LexMar Global relaxometers are specifically designed for polyolefin analysis. The principle of operation is to determine crystallinity. Therefore, by design the probes feature a low Q and short dead times as well as a large volume for polymer samples to be representative in a production environment. In contrast, FT-NMR volumes are typically small to accommodate tiny substance amounts in R&D environments.

Polymer samples are conditioned automatically within the relaxometer. Analysis temperature is optimized for polyolefin samples and heating times are short, so results can be obtained as quickly as possible to allow for process optimization (one data point every 10-15 minutes). On-line NMR allows for process feedback, so the sample point is close to the reactor in a hazardous area. Alternatively, for off-line NMR a sample needs to be taken out of the process manually and transported to the lab.
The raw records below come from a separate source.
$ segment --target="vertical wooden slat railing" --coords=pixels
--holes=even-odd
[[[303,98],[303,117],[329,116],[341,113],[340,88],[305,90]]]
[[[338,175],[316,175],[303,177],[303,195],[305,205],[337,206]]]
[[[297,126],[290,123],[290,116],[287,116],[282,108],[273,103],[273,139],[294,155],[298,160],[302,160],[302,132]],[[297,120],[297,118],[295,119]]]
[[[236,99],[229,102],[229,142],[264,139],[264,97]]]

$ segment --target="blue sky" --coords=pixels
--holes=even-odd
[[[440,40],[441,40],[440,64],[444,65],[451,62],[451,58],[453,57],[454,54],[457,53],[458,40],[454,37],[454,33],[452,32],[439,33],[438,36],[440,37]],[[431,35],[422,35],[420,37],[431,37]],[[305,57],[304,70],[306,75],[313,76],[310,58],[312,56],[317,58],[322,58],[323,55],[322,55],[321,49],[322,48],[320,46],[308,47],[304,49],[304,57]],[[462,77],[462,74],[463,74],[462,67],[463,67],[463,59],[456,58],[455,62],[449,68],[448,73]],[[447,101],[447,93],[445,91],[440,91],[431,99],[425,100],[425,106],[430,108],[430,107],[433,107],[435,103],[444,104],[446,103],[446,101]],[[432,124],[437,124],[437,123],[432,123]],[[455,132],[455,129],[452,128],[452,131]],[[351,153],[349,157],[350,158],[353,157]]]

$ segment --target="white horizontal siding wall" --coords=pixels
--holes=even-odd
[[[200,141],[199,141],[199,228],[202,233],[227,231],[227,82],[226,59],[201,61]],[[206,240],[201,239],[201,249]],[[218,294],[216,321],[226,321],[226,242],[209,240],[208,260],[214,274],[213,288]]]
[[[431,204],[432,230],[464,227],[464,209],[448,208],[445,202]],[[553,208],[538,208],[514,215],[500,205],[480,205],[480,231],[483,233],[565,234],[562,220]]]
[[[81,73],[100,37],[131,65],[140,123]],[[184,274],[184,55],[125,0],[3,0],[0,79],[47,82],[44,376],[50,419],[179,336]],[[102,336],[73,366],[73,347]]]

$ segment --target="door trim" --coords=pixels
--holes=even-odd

Sample preparation is minimal for relaxometry. No solvents are needed, and sample analysis is performed automatically as soon as the samples are introduced into the analyzer. For on-line NMR the whole sampling and analysis process is fully automatic with no human interaction needed. The analyzer works 24/7, easily with >97% uptime. In either case results are automatically transmitted to LIMS and DCS systems as needed. In contrast, high resolution FT-NMR requires deuterated solvents and careful sample preparation. Automatic sample preparation robots and exchangers exist, but systems are complicated and require maintenance and expertise. Spectrometers cannot be used in hazardous areas, so the main benefits of on-line systems cannot be achieved.